SOUTHERN Institute of Technology officials expect to know by April if they can proceed with a plan to run a turf management course at the abandoned Oreti Sands golf course.
Golfers throughout the country were left disappointed in March this year when the Southland Golf Club – which occupied the Invercargill City Council-owned Oreti Sands course – was forced to close because of declining membership.
The city council continued to mow the fairways after the Southland Golf Club departed as it worked through the future use of the land at Sandy Point.
In June, councillors agreed to provide the Southern Institute of Technology (SIT) with a one-year lease to provide the organisation with the time to investigate if it was able to gain accreditation to run a course based at Oreti Sands.
Since then the SIT has been developing accreditation and approval documents for the New Zealand Qualifications Authority (NZQA) for New Zealand Certificate in Horticulture Services (Level 4 – sports turf strand) and New Zealand Certificate in Horticulture Services (Level 5 sports turf strand).

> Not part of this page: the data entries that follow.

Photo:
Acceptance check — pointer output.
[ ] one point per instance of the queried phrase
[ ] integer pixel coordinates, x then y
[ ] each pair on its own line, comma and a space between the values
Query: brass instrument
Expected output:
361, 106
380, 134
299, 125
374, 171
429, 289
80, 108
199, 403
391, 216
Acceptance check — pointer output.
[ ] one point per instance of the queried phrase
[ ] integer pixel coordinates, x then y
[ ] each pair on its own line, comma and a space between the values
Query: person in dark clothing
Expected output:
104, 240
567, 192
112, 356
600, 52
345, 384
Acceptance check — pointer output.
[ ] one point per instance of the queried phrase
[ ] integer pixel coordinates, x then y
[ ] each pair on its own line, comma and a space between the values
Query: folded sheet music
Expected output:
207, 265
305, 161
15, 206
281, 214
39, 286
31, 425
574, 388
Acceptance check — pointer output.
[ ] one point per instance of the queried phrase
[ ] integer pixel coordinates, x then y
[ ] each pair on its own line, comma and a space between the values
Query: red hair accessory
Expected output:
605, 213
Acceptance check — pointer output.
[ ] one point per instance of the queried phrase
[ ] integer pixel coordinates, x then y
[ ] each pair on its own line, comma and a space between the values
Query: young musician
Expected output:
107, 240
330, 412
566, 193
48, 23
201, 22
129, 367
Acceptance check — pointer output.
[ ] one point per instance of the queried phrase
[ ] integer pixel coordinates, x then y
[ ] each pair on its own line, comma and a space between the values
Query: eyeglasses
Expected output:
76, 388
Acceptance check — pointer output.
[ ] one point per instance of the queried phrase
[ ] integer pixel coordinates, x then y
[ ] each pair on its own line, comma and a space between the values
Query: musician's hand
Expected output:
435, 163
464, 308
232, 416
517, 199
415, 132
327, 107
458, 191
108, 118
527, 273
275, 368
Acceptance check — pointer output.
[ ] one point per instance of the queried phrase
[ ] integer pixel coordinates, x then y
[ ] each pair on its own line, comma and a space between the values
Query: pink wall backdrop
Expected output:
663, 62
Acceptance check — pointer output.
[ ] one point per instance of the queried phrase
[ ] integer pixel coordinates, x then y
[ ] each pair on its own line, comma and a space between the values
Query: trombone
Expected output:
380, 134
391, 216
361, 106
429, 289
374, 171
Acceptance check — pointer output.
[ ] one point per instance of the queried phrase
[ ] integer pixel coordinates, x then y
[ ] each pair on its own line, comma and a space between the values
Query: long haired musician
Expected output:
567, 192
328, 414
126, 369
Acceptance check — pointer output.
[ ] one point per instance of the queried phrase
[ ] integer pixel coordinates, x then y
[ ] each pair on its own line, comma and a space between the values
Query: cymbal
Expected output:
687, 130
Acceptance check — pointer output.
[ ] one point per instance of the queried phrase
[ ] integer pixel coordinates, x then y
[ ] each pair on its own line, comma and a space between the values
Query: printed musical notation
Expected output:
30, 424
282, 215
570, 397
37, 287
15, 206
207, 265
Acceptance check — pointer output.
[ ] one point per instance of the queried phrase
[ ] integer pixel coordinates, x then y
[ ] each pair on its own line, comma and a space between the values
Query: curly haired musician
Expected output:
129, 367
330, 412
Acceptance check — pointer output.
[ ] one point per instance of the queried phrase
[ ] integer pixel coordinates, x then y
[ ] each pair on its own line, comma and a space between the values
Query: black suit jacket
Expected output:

SIT chief executive Penny Simmonds said there was little it could do at the moment in terms of drumming up interest with prospective students.
When the SIT put the proposal to the city council, it indicated it planned to target the Asian market in terms of potential students.
“[At the moment it’s] only very soft marketing of letting agents overseas know we are looking into this because we can’t actually market [it] until we have NZQA accreditation and approval,” she said.
“[The feedback has been] low key until we know if we have the programme to offer.”
The city council has continued to carry out basic maintenance at Oreti Sands until the SIT can determine if it is able to run the turf management course or not.
Ms Simmonds has previously stated that if the Oreti Sands course was revitalised, the SIT would provide access to the course at an agreed fee.
The golf course would also be available for SIT students to play on.
In 2008, the Invercargill Licensing Trust and Community Trust of Southland stumped up $250,000 each to make improvements to the links course with the hope it could attract a large number of visitors to the region.
That never eventuated for the course, which was once ranked the 13th best golf course in New Zealand by a leading golfing publication.